Pew Report Compares Councils in 15 Cities
Members of Los Angeles' city council draw the biggest salaries, those in San Antonio the smallest. Philadelphia's city council members have been in office the longest and San Diego's and Houston's the shortest.
The council in Detroit spends the highest percentage of the overall city budget on its own operations, the one in New York the lowest. Washington's council spends the most on a per resident basis, Phoenix the least.
These are just some of the findings of a new study from The Pew Charitable Trusts' Philadelphia Research Initiative, titled City Councils in Philadelphia and Other Major Cities: Who Holds Office, How Long They Serve, and How Much It All Costs.
The report compares councils in 15 cities, including the 10 largest, in a number of ways that can be quantified.

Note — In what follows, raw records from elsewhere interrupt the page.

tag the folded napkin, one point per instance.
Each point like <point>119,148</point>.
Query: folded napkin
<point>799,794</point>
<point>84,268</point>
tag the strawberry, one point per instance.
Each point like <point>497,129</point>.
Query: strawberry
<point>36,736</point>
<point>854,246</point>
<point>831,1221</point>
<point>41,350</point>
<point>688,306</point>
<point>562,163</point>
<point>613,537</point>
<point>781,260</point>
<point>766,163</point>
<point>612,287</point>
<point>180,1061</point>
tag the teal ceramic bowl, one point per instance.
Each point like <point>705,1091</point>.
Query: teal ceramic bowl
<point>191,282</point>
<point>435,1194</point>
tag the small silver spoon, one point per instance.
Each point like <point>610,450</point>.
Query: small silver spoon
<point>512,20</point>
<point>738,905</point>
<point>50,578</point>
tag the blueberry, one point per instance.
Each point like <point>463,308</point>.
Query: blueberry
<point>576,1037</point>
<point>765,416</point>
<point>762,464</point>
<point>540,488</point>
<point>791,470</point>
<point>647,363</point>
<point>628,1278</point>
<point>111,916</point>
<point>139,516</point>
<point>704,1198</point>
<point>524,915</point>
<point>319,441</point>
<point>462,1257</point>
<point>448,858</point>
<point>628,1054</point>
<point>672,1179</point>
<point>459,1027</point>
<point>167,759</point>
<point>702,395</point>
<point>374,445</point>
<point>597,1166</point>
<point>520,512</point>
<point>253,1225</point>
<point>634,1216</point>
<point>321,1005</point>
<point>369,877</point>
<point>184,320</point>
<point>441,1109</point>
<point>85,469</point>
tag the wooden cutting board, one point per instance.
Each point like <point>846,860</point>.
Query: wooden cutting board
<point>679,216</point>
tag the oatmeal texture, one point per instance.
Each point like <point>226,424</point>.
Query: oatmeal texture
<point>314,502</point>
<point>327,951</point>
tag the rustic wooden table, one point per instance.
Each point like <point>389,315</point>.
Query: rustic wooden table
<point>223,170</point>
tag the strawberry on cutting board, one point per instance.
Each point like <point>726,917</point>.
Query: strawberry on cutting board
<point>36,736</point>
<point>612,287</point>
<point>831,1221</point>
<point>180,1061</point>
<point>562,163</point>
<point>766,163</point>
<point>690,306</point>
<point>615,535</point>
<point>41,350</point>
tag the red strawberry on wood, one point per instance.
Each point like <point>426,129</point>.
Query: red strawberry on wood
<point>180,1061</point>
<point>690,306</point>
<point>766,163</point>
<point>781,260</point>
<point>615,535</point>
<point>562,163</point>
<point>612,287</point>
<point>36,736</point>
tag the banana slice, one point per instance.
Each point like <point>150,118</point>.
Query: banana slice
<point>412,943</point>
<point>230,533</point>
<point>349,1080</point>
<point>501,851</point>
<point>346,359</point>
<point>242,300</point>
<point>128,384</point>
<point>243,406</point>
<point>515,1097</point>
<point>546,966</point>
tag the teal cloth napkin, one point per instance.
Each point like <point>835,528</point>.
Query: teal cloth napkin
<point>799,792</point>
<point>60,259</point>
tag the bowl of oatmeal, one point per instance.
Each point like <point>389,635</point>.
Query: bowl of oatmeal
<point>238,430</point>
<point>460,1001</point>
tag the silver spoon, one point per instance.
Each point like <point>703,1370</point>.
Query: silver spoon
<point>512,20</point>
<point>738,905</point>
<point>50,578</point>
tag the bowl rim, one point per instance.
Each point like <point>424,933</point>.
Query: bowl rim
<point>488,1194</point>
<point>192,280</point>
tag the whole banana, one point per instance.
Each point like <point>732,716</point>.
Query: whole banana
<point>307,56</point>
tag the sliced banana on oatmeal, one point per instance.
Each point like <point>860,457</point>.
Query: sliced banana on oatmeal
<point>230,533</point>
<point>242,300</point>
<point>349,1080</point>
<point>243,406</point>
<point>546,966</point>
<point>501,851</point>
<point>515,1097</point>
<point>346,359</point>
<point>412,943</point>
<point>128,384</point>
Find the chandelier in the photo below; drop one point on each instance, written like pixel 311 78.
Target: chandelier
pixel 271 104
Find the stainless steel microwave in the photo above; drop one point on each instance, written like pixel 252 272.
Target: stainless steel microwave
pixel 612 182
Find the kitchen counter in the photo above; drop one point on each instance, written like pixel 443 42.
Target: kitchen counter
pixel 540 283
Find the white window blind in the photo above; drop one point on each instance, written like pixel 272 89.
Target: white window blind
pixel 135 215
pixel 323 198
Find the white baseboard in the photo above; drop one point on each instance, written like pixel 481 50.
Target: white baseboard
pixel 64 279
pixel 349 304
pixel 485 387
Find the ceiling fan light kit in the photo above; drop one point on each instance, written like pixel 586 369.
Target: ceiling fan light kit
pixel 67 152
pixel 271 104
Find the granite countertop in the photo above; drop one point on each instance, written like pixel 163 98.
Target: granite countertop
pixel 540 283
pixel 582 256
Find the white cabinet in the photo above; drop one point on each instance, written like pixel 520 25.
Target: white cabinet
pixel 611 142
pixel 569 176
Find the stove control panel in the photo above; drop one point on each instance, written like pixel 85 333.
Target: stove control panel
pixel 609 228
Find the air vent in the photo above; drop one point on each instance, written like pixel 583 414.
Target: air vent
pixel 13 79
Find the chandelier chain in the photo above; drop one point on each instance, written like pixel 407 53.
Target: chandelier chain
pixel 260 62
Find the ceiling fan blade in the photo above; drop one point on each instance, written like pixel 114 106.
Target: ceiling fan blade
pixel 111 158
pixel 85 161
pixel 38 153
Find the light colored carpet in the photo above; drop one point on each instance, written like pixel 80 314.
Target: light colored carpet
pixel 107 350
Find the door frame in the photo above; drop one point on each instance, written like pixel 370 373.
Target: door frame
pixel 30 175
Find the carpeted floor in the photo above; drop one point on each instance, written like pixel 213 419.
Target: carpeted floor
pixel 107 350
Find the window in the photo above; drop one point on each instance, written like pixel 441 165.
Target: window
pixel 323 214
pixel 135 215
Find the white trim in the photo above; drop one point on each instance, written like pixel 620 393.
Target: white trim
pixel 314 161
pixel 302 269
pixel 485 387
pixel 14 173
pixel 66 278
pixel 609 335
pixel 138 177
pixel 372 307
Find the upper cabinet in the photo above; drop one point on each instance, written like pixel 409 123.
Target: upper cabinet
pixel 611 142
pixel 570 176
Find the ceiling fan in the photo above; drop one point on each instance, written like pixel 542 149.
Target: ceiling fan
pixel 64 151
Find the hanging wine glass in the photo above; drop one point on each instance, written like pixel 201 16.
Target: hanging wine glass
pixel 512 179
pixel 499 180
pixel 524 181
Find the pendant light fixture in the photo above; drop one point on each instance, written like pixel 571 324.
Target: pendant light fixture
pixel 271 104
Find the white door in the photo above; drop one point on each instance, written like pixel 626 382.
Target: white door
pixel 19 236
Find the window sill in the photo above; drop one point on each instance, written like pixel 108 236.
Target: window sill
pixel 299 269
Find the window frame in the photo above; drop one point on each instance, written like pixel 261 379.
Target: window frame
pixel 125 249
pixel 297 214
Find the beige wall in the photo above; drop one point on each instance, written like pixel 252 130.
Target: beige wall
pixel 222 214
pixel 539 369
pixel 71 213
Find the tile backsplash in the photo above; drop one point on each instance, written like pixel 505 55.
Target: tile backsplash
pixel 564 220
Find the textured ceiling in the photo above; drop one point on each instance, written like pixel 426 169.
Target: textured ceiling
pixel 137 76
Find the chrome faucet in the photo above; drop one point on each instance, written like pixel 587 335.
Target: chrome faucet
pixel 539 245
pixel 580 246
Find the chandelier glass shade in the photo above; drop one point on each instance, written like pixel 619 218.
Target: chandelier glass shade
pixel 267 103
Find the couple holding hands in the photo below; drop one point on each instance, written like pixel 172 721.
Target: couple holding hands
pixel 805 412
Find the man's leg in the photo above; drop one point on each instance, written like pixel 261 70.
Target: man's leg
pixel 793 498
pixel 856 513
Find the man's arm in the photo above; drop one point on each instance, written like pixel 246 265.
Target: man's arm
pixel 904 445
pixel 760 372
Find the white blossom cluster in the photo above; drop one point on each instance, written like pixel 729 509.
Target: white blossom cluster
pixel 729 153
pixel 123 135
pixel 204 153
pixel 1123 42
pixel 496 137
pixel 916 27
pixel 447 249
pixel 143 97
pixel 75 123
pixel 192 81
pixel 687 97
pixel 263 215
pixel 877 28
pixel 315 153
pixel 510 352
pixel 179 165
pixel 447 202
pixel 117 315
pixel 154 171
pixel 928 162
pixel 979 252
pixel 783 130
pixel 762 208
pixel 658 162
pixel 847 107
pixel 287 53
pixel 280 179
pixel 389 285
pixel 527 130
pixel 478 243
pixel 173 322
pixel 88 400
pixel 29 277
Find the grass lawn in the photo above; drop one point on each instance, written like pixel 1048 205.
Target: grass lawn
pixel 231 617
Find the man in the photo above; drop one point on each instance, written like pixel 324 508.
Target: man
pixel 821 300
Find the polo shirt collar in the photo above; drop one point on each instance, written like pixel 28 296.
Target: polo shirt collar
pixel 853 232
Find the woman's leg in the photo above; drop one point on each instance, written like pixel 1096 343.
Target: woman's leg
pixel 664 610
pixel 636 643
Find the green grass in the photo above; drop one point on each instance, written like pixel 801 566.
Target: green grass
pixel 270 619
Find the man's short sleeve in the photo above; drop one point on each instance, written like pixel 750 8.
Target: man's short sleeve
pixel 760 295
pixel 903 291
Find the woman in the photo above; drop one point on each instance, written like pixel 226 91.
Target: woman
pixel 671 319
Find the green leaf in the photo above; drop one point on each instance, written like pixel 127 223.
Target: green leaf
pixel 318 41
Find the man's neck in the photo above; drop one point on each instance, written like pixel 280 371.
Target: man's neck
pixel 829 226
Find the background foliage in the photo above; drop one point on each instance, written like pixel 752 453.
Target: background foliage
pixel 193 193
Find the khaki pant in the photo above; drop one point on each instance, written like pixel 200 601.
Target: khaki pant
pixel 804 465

Among them are council budgets, staffing, salaries, certain electoral conditions, tenure and the representation of historically underrepresented groups. The cities are Baltimore, Boston, Chicago, Dallas, Detroit, Houston, Los Angeles, New York, Philadelphia, Phoenix, Pittsburgh, San Antonio, San Diego, San Jose and Washington. Three other cities—Denver, Nashville and San Francisco—were included in some of the cost comparisons because they, like Philadelphia, have consolidated city/county governments. A PDF of the report and an interactive Web graphic that allows users to compare councils is available.
“On the heels of a recession, many cities have cut their municipal budgets with city councils heavily involved in those decisions,” said Thomas Ginsberg, project manager of the Philadelphia Research Initiative. “In some cities, councils' own spending levels have come under increased scrutiny. Our research sheds light on a number of measureable characteristics of the councils as cities are about to engage in the once-a-decade council redistricting process.”
All of the cities studied, except Detroit, Houston, New York and San Diego, have elections this year at which all or some council seats are on the ballot.
Among the key findings are these:
- Philadelphia city council had the longest average tenure for its members, 15.5 years, followed by Chicago and Baltimore at 13 years apiece. San Diego and Houston had the shortest at 2.7 years. One reason for the big differences between cities is that eight of the 15 cities have term limits for council members. Among the eight with term limits are San Diego and Houston but not Philadelphia, Chicago and Baltimore.
- The Los Angeles City Council spends the most per seat on itself, about $1.7 million, and Pittsburgh the least, about $226,000. The 15 councils cost local tax-payers a median of about $607,000 per member this past year, the biggest part of which was salaries and benefits for staff and members. On a per resident basis, Washington, which functions as a city, county and state, spends the most on council, $32.41, and Phoenix the least, $2.10.
- Detroit's council consumes 1.01 percent of city general-fund spending, the largest share among the cities studied. New York's 0.10 percent is the lowest. Across all 15 cities, the median is 0.46 percent. That share changed little through the recession (fiscal 2008 to 2011) for many of the cities. After inflation, seven of the councils reduced their own budgets during the period, led by Phoenix's 33 percent cut, while seven recorded increases.
- Los Angeles has the highest average salaries, $178,789, and San Antonio has the lowest, a maximum of only $1,400 per member. In addition to Los Angeles, council members are paid more than $100,000 a year on average in Washington, New York, Philadelphia and Chicago.
- As for representing historically under-represented groups, the 15 cities as a group have about the same percentage of blacks in council as in their general populations. In fact, blacks account for a higher percentage of council seats than population in Chicago, Detroit, Dallas, Houston, Los Angeles, New York, Phoenix, San Antonio and San Diego. Women are less well-represented. Dallas has the largest representation of women on council, 47 percent, while Los Angeles has the lowest at 13 percent. In most of the cities, Hispanics and Asians have smaller shares of council seats compared to populations.
- Philadelphia City Council has the most weeks during which no hearings or sessions appear on its official calendar—12 weeks during a typical summer—although many members continue to work during that period. In contrast, Houston, officially a part-time panel, schedules some type of council business every week of the year, although often only partial days.
- Most council members are elected from districts rather than citywide. The only city where all council members are elected at large is Detroit, which is in the process of switching to a district-based council.
About the Report
City Councils in Philadelphia and Other Major Cities was written by Thomas Ginsberg, project manager of Pew's Philadelphia Research Initiative, with the assistance of senior associate Claire Shubik-Richards and staff at the Pew Center on the States. The report is limited to the parameters described above, as well as other measurable factors. It does not, for instance, look at such items as voting records of council members, nor does it attempt to measure the political effectiveness of individual members or the councils as a whole.